Muchas veces, desde entonces, he meditado sobre la trascendencia de un deporte que entusiasma a millones de personas en el mundo, que mueve sentimientos, que nos hace sufrir y ser felices, pero que jamás nos deja indiferentes, porque incluso a quienes no les gusta el fútbol reniegan de él apasionadamente.

Cuando el balón echa a rodar desaparece el mundo, o más bien se contrae, contraviniendo todas las leyes que los astrofísicos se empeñan en enseñarnos. El universo entero se comprime, se transforma en una esfera de cuero de setenta centímetros de diámetro en la que caben todas las pasiones, todas las sorpresas, todas las magias.

La selección española se juega mañana el pase a las semifinales de un mundial y el país se paraliza. Contaba este periódico en su edición de ayer que una importante cantidad de actos públicos (entre ellos la procesión extraordinaria de la Virgen del Rosario Coronada con motivo del 525 aniversario de su llegada a Fuengirola) han sido aplazados para el domingo, a fin de que se pueda garantizar una mínima concurrencia. Y del mismo modo ocurre con obras de teatro, conciertos y certámenes varios. Todo se queda quieto cuando el balón se mueve.

El fútbol es más que un juego, mucho más que un deporte. No soy el primero que dice que es una pasión. Como todas las cosas cuya esencia es inexplicable, está hecho para sentirse. Por eso nos atrapa desde pequeños, porque nutre lo esencial. En la clase de mi hija hay cuatro niños que quieren ser Messi, cinco que quieren ser Cristiano Ronaldo y siete cuya máxima ilusión es ser igual que Villa. Hay también uno que quiere ser registrador de la propiedad. La proporción es de dieciséis a uno para los futbolistas frente a los registradores de la propiedad.

Cuando yo era chico no tenía ni idea de lo que era un registrador de la propiedad. Yo quería ser Juanito. Admiraba su fuerza, su coraje en el campo y fuera de él. Incluso llegué a jugar con el 7 a la espalda en el equipo del colegio, pero acabé dándome cuenta de que era muy malo y que mi camino debía estar en otro sitio, que mi pierna zurda no daba para el prodigio de una volea capaz de detener el tiempo.

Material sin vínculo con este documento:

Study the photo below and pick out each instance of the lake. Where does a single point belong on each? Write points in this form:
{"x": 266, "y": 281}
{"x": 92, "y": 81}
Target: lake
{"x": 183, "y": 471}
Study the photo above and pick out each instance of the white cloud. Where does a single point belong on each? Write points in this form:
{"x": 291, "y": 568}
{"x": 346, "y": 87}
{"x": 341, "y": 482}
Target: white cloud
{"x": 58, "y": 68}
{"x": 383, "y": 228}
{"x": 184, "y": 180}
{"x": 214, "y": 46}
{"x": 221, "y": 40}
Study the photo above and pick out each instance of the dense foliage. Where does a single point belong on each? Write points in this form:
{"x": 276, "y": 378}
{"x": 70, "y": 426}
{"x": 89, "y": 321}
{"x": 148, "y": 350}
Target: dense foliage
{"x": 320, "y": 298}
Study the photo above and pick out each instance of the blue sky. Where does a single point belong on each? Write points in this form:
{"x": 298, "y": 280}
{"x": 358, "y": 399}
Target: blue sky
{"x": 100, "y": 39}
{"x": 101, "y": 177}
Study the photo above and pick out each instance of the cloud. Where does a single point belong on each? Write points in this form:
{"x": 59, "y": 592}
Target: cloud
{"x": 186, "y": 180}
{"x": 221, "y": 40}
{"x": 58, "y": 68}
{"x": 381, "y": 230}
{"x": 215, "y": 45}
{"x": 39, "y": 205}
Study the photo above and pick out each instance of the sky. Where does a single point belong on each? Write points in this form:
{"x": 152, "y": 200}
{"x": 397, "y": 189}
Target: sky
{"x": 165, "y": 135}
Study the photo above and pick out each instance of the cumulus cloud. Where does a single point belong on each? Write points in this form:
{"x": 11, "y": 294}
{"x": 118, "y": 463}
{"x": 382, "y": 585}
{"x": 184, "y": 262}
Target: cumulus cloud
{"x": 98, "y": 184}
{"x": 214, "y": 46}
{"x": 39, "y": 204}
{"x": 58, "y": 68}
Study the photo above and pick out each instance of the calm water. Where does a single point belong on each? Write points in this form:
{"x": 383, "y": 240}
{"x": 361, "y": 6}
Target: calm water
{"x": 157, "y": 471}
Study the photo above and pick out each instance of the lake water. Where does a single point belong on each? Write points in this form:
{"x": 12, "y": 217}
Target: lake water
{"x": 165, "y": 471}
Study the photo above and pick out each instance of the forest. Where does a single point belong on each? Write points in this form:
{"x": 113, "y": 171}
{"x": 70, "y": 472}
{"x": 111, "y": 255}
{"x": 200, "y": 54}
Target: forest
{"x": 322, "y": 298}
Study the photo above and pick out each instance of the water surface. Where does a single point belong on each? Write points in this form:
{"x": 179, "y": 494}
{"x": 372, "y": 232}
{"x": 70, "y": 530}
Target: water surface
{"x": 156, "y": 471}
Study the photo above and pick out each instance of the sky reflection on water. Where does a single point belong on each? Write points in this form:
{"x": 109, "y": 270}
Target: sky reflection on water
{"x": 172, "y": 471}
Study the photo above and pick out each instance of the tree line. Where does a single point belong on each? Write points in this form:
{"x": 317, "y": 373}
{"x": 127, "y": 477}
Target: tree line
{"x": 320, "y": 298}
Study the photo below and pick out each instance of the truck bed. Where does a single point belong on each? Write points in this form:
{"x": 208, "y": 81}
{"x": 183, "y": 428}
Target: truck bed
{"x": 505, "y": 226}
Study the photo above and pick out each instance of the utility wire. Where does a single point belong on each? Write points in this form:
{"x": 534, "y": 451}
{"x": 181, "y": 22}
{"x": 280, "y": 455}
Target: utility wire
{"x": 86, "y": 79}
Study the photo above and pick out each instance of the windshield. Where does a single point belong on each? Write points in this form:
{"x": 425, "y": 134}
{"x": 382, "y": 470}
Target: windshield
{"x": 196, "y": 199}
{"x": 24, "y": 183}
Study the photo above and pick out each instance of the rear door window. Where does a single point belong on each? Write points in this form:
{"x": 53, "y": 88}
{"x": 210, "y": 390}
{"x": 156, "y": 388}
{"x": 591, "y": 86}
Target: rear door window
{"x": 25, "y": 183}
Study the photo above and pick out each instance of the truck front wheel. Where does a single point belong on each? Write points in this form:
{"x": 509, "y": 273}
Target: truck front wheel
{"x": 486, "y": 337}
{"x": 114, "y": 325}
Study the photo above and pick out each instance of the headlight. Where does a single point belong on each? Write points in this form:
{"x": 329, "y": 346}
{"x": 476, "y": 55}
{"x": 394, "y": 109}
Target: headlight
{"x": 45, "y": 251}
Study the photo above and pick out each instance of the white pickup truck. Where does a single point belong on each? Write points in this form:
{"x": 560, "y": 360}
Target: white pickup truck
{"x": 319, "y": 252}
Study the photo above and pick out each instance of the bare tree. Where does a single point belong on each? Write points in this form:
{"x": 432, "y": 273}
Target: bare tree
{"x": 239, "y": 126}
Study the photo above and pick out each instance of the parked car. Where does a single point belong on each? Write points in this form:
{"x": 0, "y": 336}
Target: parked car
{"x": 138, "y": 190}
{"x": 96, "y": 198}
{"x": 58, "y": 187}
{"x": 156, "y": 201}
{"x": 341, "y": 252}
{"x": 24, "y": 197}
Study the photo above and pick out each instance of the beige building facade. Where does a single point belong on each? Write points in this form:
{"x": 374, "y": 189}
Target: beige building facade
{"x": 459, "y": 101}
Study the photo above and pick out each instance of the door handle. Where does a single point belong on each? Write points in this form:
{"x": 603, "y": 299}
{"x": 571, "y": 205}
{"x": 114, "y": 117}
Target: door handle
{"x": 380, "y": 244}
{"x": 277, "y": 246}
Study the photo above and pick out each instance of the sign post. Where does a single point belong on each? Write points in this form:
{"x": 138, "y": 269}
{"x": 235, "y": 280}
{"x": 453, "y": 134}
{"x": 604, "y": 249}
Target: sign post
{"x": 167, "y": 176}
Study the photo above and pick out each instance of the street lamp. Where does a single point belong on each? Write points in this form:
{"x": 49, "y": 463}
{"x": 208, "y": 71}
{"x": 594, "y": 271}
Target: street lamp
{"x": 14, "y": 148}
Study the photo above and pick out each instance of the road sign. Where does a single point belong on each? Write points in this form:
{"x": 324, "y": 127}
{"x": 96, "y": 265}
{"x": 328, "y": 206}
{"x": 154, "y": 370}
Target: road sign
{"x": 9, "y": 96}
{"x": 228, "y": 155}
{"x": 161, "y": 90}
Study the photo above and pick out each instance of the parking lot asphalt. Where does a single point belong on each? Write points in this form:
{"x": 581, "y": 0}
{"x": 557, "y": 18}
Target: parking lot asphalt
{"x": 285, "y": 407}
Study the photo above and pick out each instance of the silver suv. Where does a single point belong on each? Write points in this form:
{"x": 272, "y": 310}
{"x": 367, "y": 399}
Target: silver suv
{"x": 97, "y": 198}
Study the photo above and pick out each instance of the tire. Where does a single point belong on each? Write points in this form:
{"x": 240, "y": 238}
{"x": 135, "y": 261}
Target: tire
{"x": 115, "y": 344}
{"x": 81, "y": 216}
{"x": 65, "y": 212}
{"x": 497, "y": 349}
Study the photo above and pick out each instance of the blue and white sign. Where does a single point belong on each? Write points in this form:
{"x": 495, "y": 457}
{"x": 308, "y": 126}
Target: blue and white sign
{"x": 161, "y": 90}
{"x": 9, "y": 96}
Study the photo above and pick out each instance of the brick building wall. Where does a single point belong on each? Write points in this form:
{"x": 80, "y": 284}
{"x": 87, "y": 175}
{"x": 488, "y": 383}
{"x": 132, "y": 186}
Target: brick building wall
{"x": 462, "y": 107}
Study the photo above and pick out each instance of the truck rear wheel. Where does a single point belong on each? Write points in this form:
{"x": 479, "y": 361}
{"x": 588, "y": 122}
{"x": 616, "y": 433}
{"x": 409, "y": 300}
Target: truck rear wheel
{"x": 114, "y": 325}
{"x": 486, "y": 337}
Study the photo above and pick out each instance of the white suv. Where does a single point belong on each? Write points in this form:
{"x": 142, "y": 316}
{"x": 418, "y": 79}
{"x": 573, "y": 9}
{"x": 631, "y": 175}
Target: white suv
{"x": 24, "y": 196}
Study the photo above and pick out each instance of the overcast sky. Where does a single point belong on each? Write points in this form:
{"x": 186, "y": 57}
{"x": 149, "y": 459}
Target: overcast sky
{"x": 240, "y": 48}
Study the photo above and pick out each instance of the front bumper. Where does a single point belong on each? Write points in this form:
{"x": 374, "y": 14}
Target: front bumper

Años más tarde, un periódico me encargó una serie de entrevistas de aquellas que los viejos manuales de periodismo llamaban «de perfil humano». Uno de los primeros personajes que abordé fue mi admirado Juanito. Me citó en La Rosaleda, el campo de nuestra ciudad, y allí, en la grada, en la misma grada a la que mi padre me llevaba de la mano cuando era un niño, hablamos de fútbol durante horas. Aprendí muchas cosas aquella mañana. Juanito también sabía que el fútbol no es una cuestión de vida o muerte, sino algo muchísimo más importante.